Alasan pertama, Amran Sulaiman berhasil menyelesaikan persoalan pupuk yang digunakan selama ini dihadapi para petani di meningkatkan produksi. Terbukti, kuantum pupuk subsidi bertambah tambahan dari 100 persen dari yang tadinya 4,5 jt ton menjadi 9,5 jt ton. Penambahan ini menjadikan penambahan yang paling besar di area sepanjang sejarah.
Alasan kedua, Amran Sulaiman juga sukses mempermudah pengambilan pupuk subsidi yang digunakan selama ini menghadapi proses panjang oleh sebab itu dihadapkan pada regulasi dan juga kebijakan yang berbelit. Tadinya, petani harus miliki kartu tani untuk mengambil pupuk dari distributor maupun toko pengecer. Namun kini, petani tak perlu khawatir lantaran merekan dapat mendapatkan pupuk cuma dengan berbekal kartu tanda penduduk atau KTP.
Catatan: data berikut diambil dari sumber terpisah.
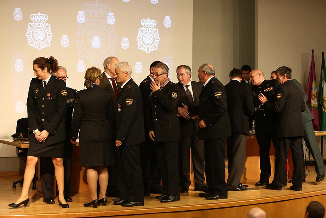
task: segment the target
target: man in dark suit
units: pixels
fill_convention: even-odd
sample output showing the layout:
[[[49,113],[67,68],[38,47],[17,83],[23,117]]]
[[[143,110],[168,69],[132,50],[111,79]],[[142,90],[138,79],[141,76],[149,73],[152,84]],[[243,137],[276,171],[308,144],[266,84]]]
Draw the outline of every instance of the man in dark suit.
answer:
[[[204,139],[205,166],[208,189],[198,195],[205,199],[228,198],[225,182],[225,140],[231,135],[227,111],[225,89],[214,76],[213,66],[203,64],[198,69],[199,82],[204,84],[199,96],[199,138]]]
[[[139,143],[145,141],[141,93],[131,78],[132,68],[127,62],[115,66],[117,81],[122,84],[117,103],[117,139],[120,147],[120,200],[115,204],[124,207],[144,206],[141,167],[138,160]]]
[[[190,81],[190,67],[182,65],[177,68],[177,85],[180,88],[178,116],[180,120],[181,138],[179,140],[179,174],[180,192],[187,193],[191,183],[189,153],[191,148],[195,190],[205,192],[204,164],[204,141],[198,139],[198,107],[199,94],[202,84]]]
[[[117,99],[119,94],[119,90],[121,88],[121,84],[117,82],[115,79],[115,65],[119,63],[119,60],[116,57],[109,57],[106,58],[103,62],[103,67],[104,71],[102,74],[102,79],[100,81],[99,86],[100,88],[110,91],[111,97],[113,101],[113,106],[114,108],[114,117],[116,119],[117,116]],[[114,122],[116,122],[116,120]],[[114,129],[114,134],[115,134],[116,130]],[[112,146],[114,146],[112,145]],[[109,183],[107,190],[107,196],[118,197],[119,196],[119,173],[118,172],[119,159],[120,151],[118,148],[114,146],[114,157],[116,163],[108,166],[109,172]]]
[[[250,80],[252,83],[251,92],[255,108],[255,127],[256,139],[259,146],[260,178],[255,184],[260,186],[269,183],[271,176],[271,161],[269,151],[271,141],[275,147],[276,143],[276,130],[277,126],[277,114],[266,110],[262,107],[261,102],[258,99],[260,93],[263,93],[268,101],[274,103],[276,96],[276,91],[278,82],[275,80],[266,80],[264,73],[259,69],[253,70],[250,73]],[[287,185],[287,175],[283,179],[284,186]]]
[[[152,63],[149,67],[149,74],[139,85],[142,100],[143,116],[145,122],[146,107],[148,96],[151,91],[150,85],[151,82],[154,80],[153,67],[159,63],[161,62],[159,61],[156,61]],[[149,196],[150,193],[162,195],[163,194],[163,190],[161,186],[161,175],[158,168],[156,149],[153,142],[149,138],[148,134],[145,135],[146,138],[145,142],[139,145],[141,151],[141,165],[144,182],[144,195]]]
[[[59,66],[59,70],[54,73],[58,78],[66,82],[67,70],[62,66]],[[67,202],[71,202],[72,199],[69,196],[70,187],[70,173],[71,171],[72,145],[68,136],[70,134],[72,118],[72,110],[76,97],[76,90],[69,87],[67,88],[67,113],[65,117],[65,129],[67,138],[65,141],[65,151],[63,159],[65,169],[64,195],[65,199]],[[41,185],[43,193],[43,201],[47,204],[54,204],[53,199],[53,181],[54,181],[54,167],[52,158],[45,157],[40,157],[40,174],[41,176]]]
[[[252,84],[250,81],[249,74],[251,71],[251,68],[248,65],[244,65],[241,67],[241,72],[242,72],[242,80],[241,82],[245,83],[251,86]]]
[[[233,69],[230,81],[225,85],[229,114],[232,135],[227,139],[228,170],[227,184],[229,191],[247,190],[240,182],[245,161],[247,136],[249,134],[248,116],[255,110],[250,87],[241,82],[241,71]]]
[[[161,202],[177,201],[180,200],[178,167],[180,123],[177,116],[180,90],[168,77],[169,68],[165,64],[157,64],[153,73],[146,126],[157,150],[163,188],[163,195],[155,198]]]
[[[280,86],[276,90],[274,103],[268,101],[262,93],[259,99],[263,107],[274,113],[278,113],[276,131],[276,159],[274,179],[266,185],[269,189],[282,190],[282,180],[286,172],[288,152],[291,148],[293,161],[293,185],[290,189],[302,190],[302,136],[304,135],[301,112],[305,110],[302,92],[293,84],[291,69],[281,67],[277,70],[277,78]]]

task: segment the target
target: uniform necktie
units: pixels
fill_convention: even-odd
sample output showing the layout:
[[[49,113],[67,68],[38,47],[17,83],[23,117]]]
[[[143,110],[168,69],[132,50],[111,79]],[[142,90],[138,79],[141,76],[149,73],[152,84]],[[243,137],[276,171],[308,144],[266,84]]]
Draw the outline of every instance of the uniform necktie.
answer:
[[[189,99],[189,101],[190,101],[190,103],[191,104],[191,106],[193,106],[194,100],[192,99],[192,96],[191,96],[191,93],[190,93],[190,91],[189,91],[189,89],[188,89],[188,88],[189,85],[186,85],[185,86],[185,88],[187,89],[186,92],[187,93],[187,96],[188,96],[188,98]]]
[[[113,90],[114,91],[114,94],[115,95],[115,98],[118,99],[118,94],[119,92],[118,91],[118,87],[117,87],[117,84],[115,84],[115,80],[114,78],[109,78],[112,81],[112,86],[113,86]]]

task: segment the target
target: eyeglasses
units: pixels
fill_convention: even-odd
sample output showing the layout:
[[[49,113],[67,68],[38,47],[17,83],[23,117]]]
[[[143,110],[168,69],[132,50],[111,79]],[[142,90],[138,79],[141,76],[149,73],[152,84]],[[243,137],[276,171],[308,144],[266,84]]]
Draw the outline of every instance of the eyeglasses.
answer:
[[[180,74],[177,74],[175,75],[175,77],[177,78],[179,76],[181,76],[182,77],[183,77],[186,75],[187,75],[186,73],[180,73]]]

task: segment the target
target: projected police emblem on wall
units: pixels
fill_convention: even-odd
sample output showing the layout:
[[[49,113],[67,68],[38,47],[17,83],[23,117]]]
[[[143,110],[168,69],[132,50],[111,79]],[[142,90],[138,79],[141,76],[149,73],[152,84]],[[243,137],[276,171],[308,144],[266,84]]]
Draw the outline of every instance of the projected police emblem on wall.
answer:
[[[143,27],[138,29],[137,37],[138,48],[146,53],[157,50],[160,38],[158,30],[154,28],[156,25],[156,21],[149,18],[142,20],[141,23]]]
[[[22,19],[22,13],[21,10],[22,9],[19,8],[15,8],[15,11],[14,11],[14,19],[17,21],[19,21]]]
[[[128,40],[128,38],[124,37],[121,40],[121,48],[124,49],[126,49],[129,47],[129,41]]]
[[[77,23],[75,37],[78,55],[81,58],[97,64],[114,54],[117,41],[114,24],[108,23],[107,20],[111,8],[108,5],[96,2],[83,5],[82,10],[84,12],[85,20],[82,23]]]
[[[142,66],[141,62],[136,62],[135,65],[135,72],[137,73],[140,73],[142,71]]]
[[[30,16],[33,23],[29,23],[26,36],[28,45],[41,50],[51,45],[52,33],[51,26],[46,22],[48,15],[41,14],[32,14]]]
[[[61,40],[60,42],[61,46],[64,48],[69,46],[69,39],[68,38],[68,36],[62,35],[62,38],[61,38]]]

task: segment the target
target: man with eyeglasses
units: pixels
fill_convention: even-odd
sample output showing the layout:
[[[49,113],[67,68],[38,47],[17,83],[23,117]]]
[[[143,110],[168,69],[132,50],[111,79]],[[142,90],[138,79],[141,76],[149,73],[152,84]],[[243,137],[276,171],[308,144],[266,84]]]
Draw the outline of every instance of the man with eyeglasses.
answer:
[[[149,74],[141,83],[139,88],[141,92],[142,101],[143,116],[146,122],[146,107],[148,96],[150,93],[151,82],[154,81],[153,67],[159,63],[155,61],[149,66]],[[150,139],[148,134],[144,142],[140,144],[141,151],[141,165],[144,183],[144,195],[149,196],[150,193],[162,195],[163,190],[161,186],[161,175],[158,168],[158,161],[156,149],[153,142]]]
[[[179,173],[180,192],[187,193],[191,183],[189,152],[191,149],[194,176],[196,183],[195,191],[206,192],[204,164],[204,141],[198,139],[198,107],[199,95],[203,85],[190,81],[190,67],[181,65],[177,68],[176,76],[179,82],[180,99],[178,116],[180,121],[181,138],[179,140]]]
[[[163,195],[156,199],[162,203],[180,200],[178,140],[180,123],[177,116],[180,89],[168,77],[169,68],[159,63],[153,67],[154,81],[151,82],[146,110],[146,126],[150,138],[157,150],[162,177]]]
[[[54,73],[55,76],[66,83],[68,77],[67,70],[62,66],[59,66],[59,70]],[[75,104],[76,90],[67,87],[67,114],[65,121],[65,129],[67,139],[65,141],[63,166],[65,169],[64,195],[67,202],[71,202],[72,199],[69,196],[70,187],[70,173],[71,171],[72,156],[72,145],[68,136],[70,134],[72,118],[72,111]],[[54,168],[51,158],[40,157],[40,174],[41,175],[41,185],[43,193],[43,201],[46,204],[54,204],[53,182],[54,179]]]

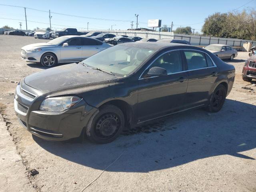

Alasan ketiga, Amran Sulaiman merupakan sosok dibalik naiknya Anggaran Kementerian Pertanian ditambah Rp21,49 triliun untuk tahun anggaran 2025 (quick wins). Dengan tambahan ini, anggaran dalam kementan menjadi Rp29,37 triliun dari yang digunakan sebelumnya semata-mata Rp7,91 triliun. Sementara anggaran untuk non quick wins sebesar RP6,4 triliun difokuskan untuk peningkatan produksi padi dan juga jagung (RP4,33 triliun) serta untuk peningkatan produksi padi serta susu (Rp2,13 triliun).
Alasan keempat, Mentan Amran berhasil meningkatkan produksi padi pada kurang waktu 11 bulan atau selama beliau menjabat pada Oktober 2023 lalu. Salah satu yang dilaksanakan Amran adalah memasifkan pompanisasi sebagai solusi cepat pada menghadapi kekeringan panjang atau el nino terparah sepanjang sejarah.